The moment we’ve all been waiting for! Your cluster is up and running, which means you’re all set to run the JSON to Parquet pipeline you built above on the entire dataset. 

This requires 2 subtle changes to your code:

  1. download all of the Github Archive files instead of just 1 test file
  2. point df.to_parquet() to write to your s3 bucket instead of locally

Note that the code below uses a filenames list that contains all of the files for the year 2015 and the process function mentioned above. Refer to the notebook for the definitions of these two objects.

%%time
# read in json data
records = db.read_text(filenames).map(ujson.loads)

# filter out PushEvents
push = records.filter(lambda record: record["type"] == "PushEvent")

# process into tabular format, each row is a single commit
processed = push.map(process)

# flatten and cast to dataframe
df = processed.flatten().to_dataframe()

# write to parquet
df.to_parquet(
    's3://coiled-datasets/etl/test.parq',
    engine='pyarrow',
    compression='snappy'
)


CPU times: user 15.1 s, sys: 1.74 s, total: 16.8 s
Wall time: 19min 17s

Excellent, that works. But let’s see if we can speed it up a little…

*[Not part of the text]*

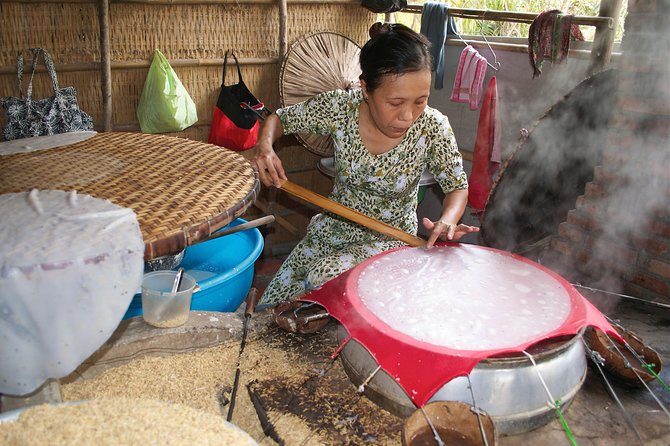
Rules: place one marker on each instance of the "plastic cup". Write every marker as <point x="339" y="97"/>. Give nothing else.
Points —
<point x="160" y="307"/>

Let’s scale our cluster up to boost performance. We’ll use the cluster.scale() command to double the number of workers in our cluster. We’ll also include a call to client.wait_for_workers() which will block activity until all of the workers are online. This way we can be sure that we’re throwing all the muscle we have at our computation.

# double n_workers
cluster.scale(20)

# this blocks activity until the specified number of workers have joined the cluster
client.wait_for_workers(20)

Let’s now re-run the same ETL pipeline on our scaled cluster.

%%time
# re-run etl pipeline
records = db.read_text(filenames).map(ujson.loads)
push = records.filter(lambda record: record["type"] == "PushEvent")
processed = push.map(process)
df = processed.flatten().to_dataframe()
df.to_parquet(
    's3://coiled-datasets/etl/test.parq',
    engine='pyarrow',
    compression='snappy'
)


CPU times: user 11.4 s, sys: 1.1 s, total: 12.5 s
Wall time: 9min 53s

We’ve cut the runtime in half, great job!

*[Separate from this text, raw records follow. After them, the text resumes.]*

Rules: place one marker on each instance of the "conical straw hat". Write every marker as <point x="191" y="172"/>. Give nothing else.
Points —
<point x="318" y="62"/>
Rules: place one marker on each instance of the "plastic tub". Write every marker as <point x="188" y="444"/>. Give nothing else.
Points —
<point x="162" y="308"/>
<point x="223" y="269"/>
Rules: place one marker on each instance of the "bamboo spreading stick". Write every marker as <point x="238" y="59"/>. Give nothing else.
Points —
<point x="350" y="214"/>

Converting Large JSON to Parquet Summary

In this notebook, we converted raw JSON data into a flattened DataFrame and stored it in the efficient Parquet file format on a cloud object-store. We performed this workflow first on a single test file locally. We then scaled the same workflow out to run on the cloud using Dask clusters on Coiled in order to process the entire 75GB dataset.

Main takeaways:

  • Coiled allows you to scale common ETL workflows to larger-than-memory datasets.
  • Only scale to the cloud if and when you need to. Cloud computing comes with its own set of challenges and overhead. So be strategic about deciding if and when to import Coiled and spin up a cluster.
  • Scale up your cluster for increased performance. We cut the runtime of the ETL function in half by scaling our cluster from 10 to 20 workers.